Well, presumably, we're not going to see AGI in GPT-5 or 4.5, but what do you expect we will see in the next version of GPT?
What I expect to see in GPT-5 is a continuation of 4, because what 4 does [well] is its manipulation of the human language. Meaning, it knows the subtleties. I expect that to continue to get better. For example, with the AIStoryBuilders application ... the characters will say things to each other and it sounds more natural because there are certain subtleties.
For example, if I said, "Meet me at the park," but let's say we have some some history and I feed into the GPT that you don't like going to the park with me because you were mugged at the park, GPT-4 would actually generate the dialog to say, "Meet me at the park, if you feel OK about that." That extra part there, "If you feel okay about that," is because GPT-4 has been trained on so much more data. That is what a person would naturally say. Again, it doesn't really understand what it's doing; it is just well-trained.
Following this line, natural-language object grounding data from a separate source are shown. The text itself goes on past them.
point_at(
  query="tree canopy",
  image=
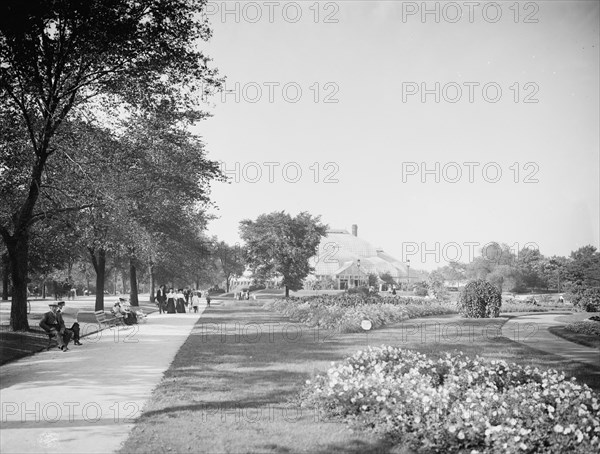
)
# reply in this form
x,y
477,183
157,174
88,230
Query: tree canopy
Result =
x,y
278,244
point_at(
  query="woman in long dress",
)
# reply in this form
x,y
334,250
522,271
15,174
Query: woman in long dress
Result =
x,y
170,302
180,301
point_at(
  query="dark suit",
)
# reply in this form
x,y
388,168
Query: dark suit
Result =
x,y
52,325
67,333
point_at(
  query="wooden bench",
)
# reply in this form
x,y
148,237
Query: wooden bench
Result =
x,y
107,319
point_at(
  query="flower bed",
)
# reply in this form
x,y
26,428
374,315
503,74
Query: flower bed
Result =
x,y
589,327
346,312
458,404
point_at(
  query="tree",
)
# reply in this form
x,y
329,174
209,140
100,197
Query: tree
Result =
x,y
231,260
435,282
387,278
66,54
280,245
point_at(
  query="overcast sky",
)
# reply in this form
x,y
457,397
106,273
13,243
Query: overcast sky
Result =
x,y
512,138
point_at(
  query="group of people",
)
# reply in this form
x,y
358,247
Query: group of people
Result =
x,y
54,324
180,301
122,310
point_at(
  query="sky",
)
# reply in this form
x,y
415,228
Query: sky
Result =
x,y
436,127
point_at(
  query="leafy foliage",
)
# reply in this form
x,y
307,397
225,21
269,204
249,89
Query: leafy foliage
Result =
x,y
281,245
457,403
480,299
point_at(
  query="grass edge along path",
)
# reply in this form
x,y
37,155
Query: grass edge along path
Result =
x,y
233,385
582,339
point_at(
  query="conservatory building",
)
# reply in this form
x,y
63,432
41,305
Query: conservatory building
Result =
x,y
348,260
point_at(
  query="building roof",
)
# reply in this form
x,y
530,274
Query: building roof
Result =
x,y
340,247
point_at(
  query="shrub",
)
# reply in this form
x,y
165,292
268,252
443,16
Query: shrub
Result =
x,y
480,299
421,289
359,291
346,312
That sort of subtlety is what I expect to get out of GPT-5. GPT-5 would be able to say things like, "Meet me at the park if you feel OK about that. But trust me, I understand if you don't, and perhaps we could, you know, go to the zoo instead."
Final thoughts?
Remember, I was talking about the three steps? The first step is get the information, but Step 2 is give it the right information. Do not skip Step 2. ... I don't think a lot of programmers realize that we have to be careful what we feed to the LLM using the RAG pattern. That is how we get it to do what we want. I think a lot of programmers out there who are in this field, I don't think they realize that and that's why the products that they're pushing out are not as good as I think they could be. So that's what I would like to share with people.